State of disunion: President barely conceals disdain for GOP

Published 12:00 am Thursday, January 22, 2015

Excerpts from editorials commenting on this week’s State of the Union address:

In an era of increasingly grotesque wealth concentration and stubborn wage stagnation, shifting the federal tax burden from the middle toward the highest incomes shouldn’t be as controversial as it is. Nevertheless, the proposal President Barack Obama put forward in his State of the Union address Tuesday, which would raise taxes on investments by hundreds of billions of dollars to fund credits for families of more modest means, is the Democratic counterpoint to endless Republican attempts to repeal the Affordable Care Act: an appeal to popular and partisan sentiment that will go nowhere in the current political environment.

… Obama was certainly entitled to stake out the territory he hopes his party will stand for going into the next presidential election. But this State of the Union address was delivered to the most hostile Congress of his tenure, with Republicans in full control for the first time. If the last two years of Obama’s presidency are to be more than a prelude to the next administration — and let’s hold out fervent, if not desperate, hope that they will be — the president and Congress will have to do more than reiterate their favorite partisan attachments.

The Philadelphia Inquirer

Indeed, he offered a number of proposals whose sole purpose, it seemed, was to provoke the GOP — including a $320 billion tax hike, a $60 billion federal-financed community college entitlement, and a nearly 40 percent increase in the federally mandated minimum wage.

Yes, the president mouthed perfunctory platitudes about pursuing “common purpose” with Republicans on a few selected issues. He also suggested that he and Republican leaders should agree to disagree on many more issues.

The problem is that Obama could barely conceal his disdain for his loyal opposition.

After six years in the White House, he still does not understand the basics of statesmanship: that at least a modicum of civility is required between two differing parties before they can even agree to disagree; and that, absent that modicum of civility, it is difficult for the opposing parties to reach accord even on the selected issues on which they actually agree.
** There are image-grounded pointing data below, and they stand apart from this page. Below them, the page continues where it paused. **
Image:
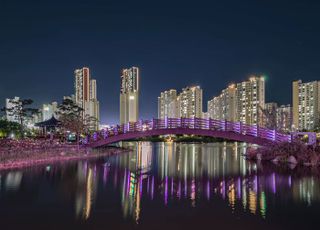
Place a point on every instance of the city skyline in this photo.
(222, 43)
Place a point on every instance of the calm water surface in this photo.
(161, 186)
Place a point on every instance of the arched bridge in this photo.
(236, 131)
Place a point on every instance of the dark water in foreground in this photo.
(160, 186)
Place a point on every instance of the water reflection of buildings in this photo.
(86, 189)
(172, 173)
(194, 172)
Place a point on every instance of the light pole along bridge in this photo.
(236, 131)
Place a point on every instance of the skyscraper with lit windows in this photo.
(168, 104)
(250, 100)
(305, 105)
(86, 94)
(190, 102)
(129, 95)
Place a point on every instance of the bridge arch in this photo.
(182, 126)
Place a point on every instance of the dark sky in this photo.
(175, 43)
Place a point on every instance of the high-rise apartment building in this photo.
(269, 115)
(129, 95)
(223, 107)
(305, 105)
(168, 104)
(250, 100)
(190, 100)
(49, 110)
(240, 102)
(284, 118)
(11, 104)
(86, 94)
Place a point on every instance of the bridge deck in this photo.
(189, 126)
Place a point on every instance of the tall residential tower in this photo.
(129, 95)
(86, 94)
(305, 105)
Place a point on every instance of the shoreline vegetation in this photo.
(19, 154)
(291, 154)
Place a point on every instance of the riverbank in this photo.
(295, 153)
(27, 158)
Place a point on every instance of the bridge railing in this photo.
(192, 123)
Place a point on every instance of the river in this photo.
(161, 186)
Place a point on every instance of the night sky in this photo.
(175, 44)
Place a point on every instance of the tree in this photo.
(20, 109)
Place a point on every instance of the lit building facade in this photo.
(129, 95)
(49, 110)
(250, 100)
(190, 102)
(305, 105)
(241, 102)
(86, 94)
(223, 107)
(168, 104)
(11, 103)
(269, 115)
(284, 118)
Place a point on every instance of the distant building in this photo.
(129, 95)
(250, 100)
(223, 107)
(191, 102)
(241, 102)
(305, 105)
(284, 118)
(11, 104)
(49, 110)
(71, 97)
(168, 104)
(269, 115)
(86, 94)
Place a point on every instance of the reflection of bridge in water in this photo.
(196, 173)
(236, 131)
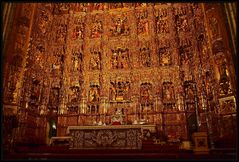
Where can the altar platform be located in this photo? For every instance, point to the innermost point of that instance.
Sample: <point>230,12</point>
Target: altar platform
<point>105,137</point>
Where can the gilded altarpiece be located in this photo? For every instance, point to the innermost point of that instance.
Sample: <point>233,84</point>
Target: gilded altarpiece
<point>150,63</point>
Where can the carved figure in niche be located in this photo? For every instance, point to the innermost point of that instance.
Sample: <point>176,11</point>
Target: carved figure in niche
<point>79,7</point>
<point>142,25</point>
<point>188,87</point>
<point>35,91</point>
<point>78,32</point>
<point>61,30</point>
<point>208,85</point>
<point>74,94</point>
<point>119,90</point>
<point>140,4</point>
<point>182,24</point>
<point>112,93</point>
<point>77,59</point>
<point>162,13</point>
<point>145,56</point>
<point>123,58</point>
<point>114,60</point>
<point>97,29</point>
<point>119,27</point>
<point>214,27</point>
<point>95,60</point>
<point>54,97</point>
<point>165,57</point>
<point>94,93</point>
<point>162,26</point>
<point>43,21</point>
<point>12,81</point>
<point>168,91</point>
<point>97,6</point>
<point>61,8</point>
<point>145,90</point>
<point>115,5</point>
<point>181,11</point>
<point>217,47</point>
<point>224,80</point>
<point>120,58</point>
<point>16,62</point>
<point>184,58</point>
<point>58,60</point>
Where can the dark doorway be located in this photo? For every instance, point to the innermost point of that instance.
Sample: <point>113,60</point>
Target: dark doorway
<point>192,125</point>
<point>53,126</point>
… Obama’s predecessors were able to disagree with the opposition party without being disagreeable — a leaderly trait Obama sorely lacks.

— Orange County Register

What we didn’t hear from the president last night is a political path toward getting even a fraction of his wish list from traditional economic conservatives. This is the crowd that dominates Congress. Many share his concerns about a teetering middle class, and he needs their support for anything of substance to pass. But the president presented more of a laundry list of populist one-off proposals than a comprehensive tax plan designed to attract bipartisan support.

As a result, Obama has strengthened the hand of the GOP’s most resistant wing. Differences are negotiable within a package of comprehensive individual and corporate tax reforms. As stand-alone measures, such hot-button measures only encourage gridlock.

We urge the president to be more strategic. He should reach out, for example, to House Ways and Means Chairman Paul Ryan, a respected Republican voice on fiscal policy ….

— Dallas Morning News

If there was a virtue in Mr. Obama’s speech, it’s that we can now retire the lectures on “responsible governing.” With the exception of trade and the war against Islamic State, the President Tuesday sought no common policy ground with Republicans. He offered a Nancy Pelosi agenda. Imagine if George W. Bush had proposed a $320 billion tax-rate cut in his 2007 State of the Union, following his rout in the 2006 midterm. He would have been hooted out of the chamber, followed by days of wondering if he’d wigged out.

If Mr. Obama won’t make any concession to political reality, then Republicans are under no obligation to take his agenda seriously. For their own peace of mind, they should ignore his gaslighting and prioritize something that really would help the economy.

— Wall Street Journal

Mr. Obama won’t be on the ballot again, but he continues to be a true believer, and what he believes is that pitting Americans against each other still works to his party’s advantage. The result has been a divided and restive country hoping for the change he promised six years ago. He says he wants to work with the new Congress, but by his lights bipartisanship means the other party must roll over and give his wonderful self whatever that wonderful self wants.

That’s not going to happen. Americans must take the president’s words not as a blueprint or a serious attempt to find a way forward,  but as a declaration that he will continue to belittle his opponents, divide the country and act as if anyone who disagrees with him is a mean-spirited obstructionist. Rarely has a State of the Union message rung with such clarity.